Now, it wasn't always this way, and I think a historical look is instructive here.
My Constitution says that the judges, both of the Supreme and inferior courts, shall hold their offices during good behavior.
And yet you say these bankruptcy officers who don't hold their offices during good behavior are members of an inferior court of the United States.
Well, I... the... the intent of Congress was to create these judges obviously not as Article III judges, but as adjuncts to an Article III court.
I'm saying that intent is unconstitutional if that was the intent.
Well, if that is the... if the Act is unconstitutional, I don't think that necessarily impacts on our right to a jury trial.
Or else it wasn't their intent.
I mean, that's another alternative.
Well, if the... if the intent of Congress was to do an unconstitutional act, obviously an interpretation must be arrived at that permits a constitutional construction.
It seems to me, though, that the... that the precedent of this Court allows Article III type issues or public rights issues or issues arising out of... out of legislation that Congress enacts to be decided in an adjunct fashion.
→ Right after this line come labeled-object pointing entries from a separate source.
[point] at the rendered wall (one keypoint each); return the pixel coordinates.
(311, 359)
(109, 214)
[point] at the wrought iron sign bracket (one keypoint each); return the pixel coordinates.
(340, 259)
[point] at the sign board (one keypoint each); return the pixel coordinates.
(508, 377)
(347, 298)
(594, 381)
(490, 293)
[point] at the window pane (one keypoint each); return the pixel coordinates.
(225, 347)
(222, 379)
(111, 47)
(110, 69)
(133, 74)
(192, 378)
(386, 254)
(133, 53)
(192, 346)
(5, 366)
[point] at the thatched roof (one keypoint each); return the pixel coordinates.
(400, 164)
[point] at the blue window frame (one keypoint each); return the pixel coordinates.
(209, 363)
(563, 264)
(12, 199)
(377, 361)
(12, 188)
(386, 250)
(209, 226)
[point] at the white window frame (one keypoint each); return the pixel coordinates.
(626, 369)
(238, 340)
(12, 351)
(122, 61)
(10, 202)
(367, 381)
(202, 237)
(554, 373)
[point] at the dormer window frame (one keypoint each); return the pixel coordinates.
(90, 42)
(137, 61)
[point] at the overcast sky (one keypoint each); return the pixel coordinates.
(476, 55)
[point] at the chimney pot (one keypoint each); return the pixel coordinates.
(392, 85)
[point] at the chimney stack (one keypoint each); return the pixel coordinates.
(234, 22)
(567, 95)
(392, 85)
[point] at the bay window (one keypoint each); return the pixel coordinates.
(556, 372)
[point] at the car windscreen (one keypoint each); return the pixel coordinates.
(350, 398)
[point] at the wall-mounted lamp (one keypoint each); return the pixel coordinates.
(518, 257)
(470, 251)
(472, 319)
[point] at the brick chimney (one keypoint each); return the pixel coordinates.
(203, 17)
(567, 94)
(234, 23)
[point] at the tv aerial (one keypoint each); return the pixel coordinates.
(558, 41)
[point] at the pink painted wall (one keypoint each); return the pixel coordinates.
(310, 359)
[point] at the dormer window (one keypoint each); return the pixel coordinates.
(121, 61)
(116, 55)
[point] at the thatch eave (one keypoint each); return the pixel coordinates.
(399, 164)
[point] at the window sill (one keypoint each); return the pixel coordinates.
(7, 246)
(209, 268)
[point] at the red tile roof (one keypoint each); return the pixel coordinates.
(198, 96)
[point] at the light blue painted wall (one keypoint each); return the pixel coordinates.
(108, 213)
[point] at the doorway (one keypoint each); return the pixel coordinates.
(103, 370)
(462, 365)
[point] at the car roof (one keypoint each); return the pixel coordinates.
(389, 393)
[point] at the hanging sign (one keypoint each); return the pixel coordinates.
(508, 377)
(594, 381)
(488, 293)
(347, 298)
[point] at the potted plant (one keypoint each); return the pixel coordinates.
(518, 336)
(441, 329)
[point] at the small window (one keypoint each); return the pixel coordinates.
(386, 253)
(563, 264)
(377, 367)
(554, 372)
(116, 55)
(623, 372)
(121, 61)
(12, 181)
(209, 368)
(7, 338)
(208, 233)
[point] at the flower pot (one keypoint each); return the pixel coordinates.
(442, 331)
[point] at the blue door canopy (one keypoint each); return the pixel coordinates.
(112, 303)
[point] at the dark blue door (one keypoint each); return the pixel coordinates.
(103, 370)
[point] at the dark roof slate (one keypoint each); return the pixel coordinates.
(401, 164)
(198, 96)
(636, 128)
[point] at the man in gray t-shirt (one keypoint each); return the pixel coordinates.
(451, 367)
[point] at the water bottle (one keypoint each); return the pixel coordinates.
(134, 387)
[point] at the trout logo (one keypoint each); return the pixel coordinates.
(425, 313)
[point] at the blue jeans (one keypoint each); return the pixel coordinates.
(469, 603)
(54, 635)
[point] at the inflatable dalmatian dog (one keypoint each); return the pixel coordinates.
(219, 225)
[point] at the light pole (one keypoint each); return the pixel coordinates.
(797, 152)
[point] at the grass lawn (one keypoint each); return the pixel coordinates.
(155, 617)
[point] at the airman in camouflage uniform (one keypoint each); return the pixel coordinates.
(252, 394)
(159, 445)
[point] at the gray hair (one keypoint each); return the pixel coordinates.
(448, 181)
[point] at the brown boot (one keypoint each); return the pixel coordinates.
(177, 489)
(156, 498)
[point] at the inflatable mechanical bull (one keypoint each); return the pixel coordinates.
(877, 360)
By a non-Article III court, correct.
But you're saying it's being decided by an Article III court with non-Article III judges, as I understand your argument.
Well, my argument is that initially... if I could develop it historically, the argument is... and from the 1984 Act... that Congress is investing jurisdiction initially and in the first instance in the United States district court judges and the United States district court.
Under the 1984 Act, that jurisdiction need not be shared.